The Effect of 401k Eligibility on Financial Wealth
In this brief illustration, we use data from the 1991 wave of the Survey of Income and Program Participation (SIPP), originally analyzed by Poterba, Venti & Wise (1995), to study how the 401(k) retirement plan affects individuals’ net financial assets.
Data preparations
The main variables of interest are:
Variable | Description |
---|---|
net_tfa | Net total financial assets (outcome) |
e401 | 401(k) eligibility |
p401 | 401(k) participation |
age | Age of the head of the household |
tw | Total wealth |
inc | Household income |
fsize | Household size |
db | Defined benefit pension status indicator |
marr | Married indicator |
twoearn | Two-earner status indicator |
pira | IRA participation indicator |
hown | House ownership indicator |
We load the data into R/Stata and prepare the data.
R code
To illustrate the implementation of DML in R, we use the ddml
package. Another popular alternative is DoubleML
, see here.
library(haven)
library(ddml)
dat <- read_dta("http://dmlguide.github.io/assets/dta/PVW_data.dta")
set.seed(20241111)
# Define control variables
control_names <- c("age", "tw", "inc", "fsize", "db", "marr",
"twoearn", "pira", "hown")
# Extract variables
y <- dat$net_tfa
D <- dat$e401
X <- as.matrix(dat[, control_names])
Stata code
To illustrate the implementation of DML in Stata, we use the ddml
package. Note that you will also need to install pystacked
, which implements a wide range of machine learners for Stata and uses Python’s sklearn
internally. For pystacked
to run, you will need to set up Stata’s Python integration, see instructions here.
set seed 123
use "https://dmlguide.github.io/assets/dta/PVW_data.dta", clear
global Y net_tfa
global X age tw inc fsize db marr twoearn pira hown
global D p401
global Z e401
Model specification
Before we can run the DML estimation, we need to select a nuisance function estimator. This could be linear regression or almost any supervised machine learner (satisfying a mild congerence rate requirement).1 While the choice of the machine learner is important and can affect the estimation results, we focus here for illustration on random forests with 1000 trees. For the outcome equation, we use a maximum tree depth of 8; for other nuisance functions we opt for a a maximum tree depth of 4.
R code
Learner settings
ddml::mdl_ranger()
is a wrapper ofranger::ranger()
. To learn which tuning parameter you can set, check the help file with?ddml::mdl_ranger
. A number of other wrapper commands are included in theddml
package and you can also write your own wrapper commands, see this guide.

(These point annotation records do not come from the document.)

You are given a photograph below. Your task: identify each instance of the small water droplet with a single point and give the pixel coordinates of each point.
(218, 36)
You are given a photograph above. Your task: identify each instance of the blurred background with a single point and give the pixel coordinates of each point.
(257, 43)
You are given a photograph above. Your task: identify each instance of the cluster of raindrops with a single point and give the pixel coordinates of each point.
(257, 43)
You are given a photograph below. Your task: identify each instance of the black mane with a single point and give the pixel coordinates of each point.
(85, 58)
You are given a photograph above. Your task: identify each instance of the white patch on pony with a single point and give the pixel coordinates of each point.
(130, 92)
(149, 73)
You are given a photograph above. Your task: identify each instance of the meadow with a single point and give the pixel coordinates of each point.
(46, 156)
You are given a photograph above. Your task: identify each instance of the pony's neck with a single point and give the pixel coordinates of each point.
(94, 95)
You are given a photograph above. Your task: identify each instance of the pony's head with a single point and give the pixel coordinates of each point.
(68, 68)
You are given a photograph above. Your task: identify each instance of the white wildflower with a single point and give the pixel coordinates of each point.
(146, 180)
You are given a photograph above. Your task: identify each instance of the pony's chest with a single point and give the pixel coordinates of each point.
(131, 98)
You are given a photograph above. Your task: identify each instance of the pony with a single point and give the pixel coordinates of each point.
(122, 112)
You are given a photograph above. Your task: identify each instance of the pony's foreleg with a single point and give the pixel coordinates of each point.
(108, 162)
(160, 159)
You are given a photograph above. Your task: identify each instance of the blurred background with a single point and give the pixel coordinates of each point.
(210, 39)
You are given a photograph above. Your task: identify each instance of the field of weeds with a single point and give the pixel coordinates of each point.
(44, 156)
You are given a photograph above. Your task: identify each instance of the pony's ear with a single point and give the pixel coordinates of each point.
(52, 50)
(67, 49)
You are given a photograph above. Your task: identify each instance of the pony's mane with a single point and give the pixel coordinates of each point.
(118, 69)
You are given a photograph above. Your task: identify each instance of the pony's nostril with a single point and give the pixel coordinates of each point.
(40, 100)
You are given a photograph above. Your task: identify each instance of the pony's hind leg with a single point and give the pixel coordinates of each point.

# Define model configuration
learners = list(
list(fun = mdl_ranger,
args = list(num.trees = 1000, # random forest
max.depth = 8)))
learners_DX = list(
list(fun = mdl_ranger,
args = list(num.trees = 1000, # random forest
max.depth = 4)))
Stata code
We will save the hyper-parameters in a global macro which we use below.
global rfoutcome n_estimators(1000) max_depth(8)
global rfother n_estimators(1000) max_depth(4)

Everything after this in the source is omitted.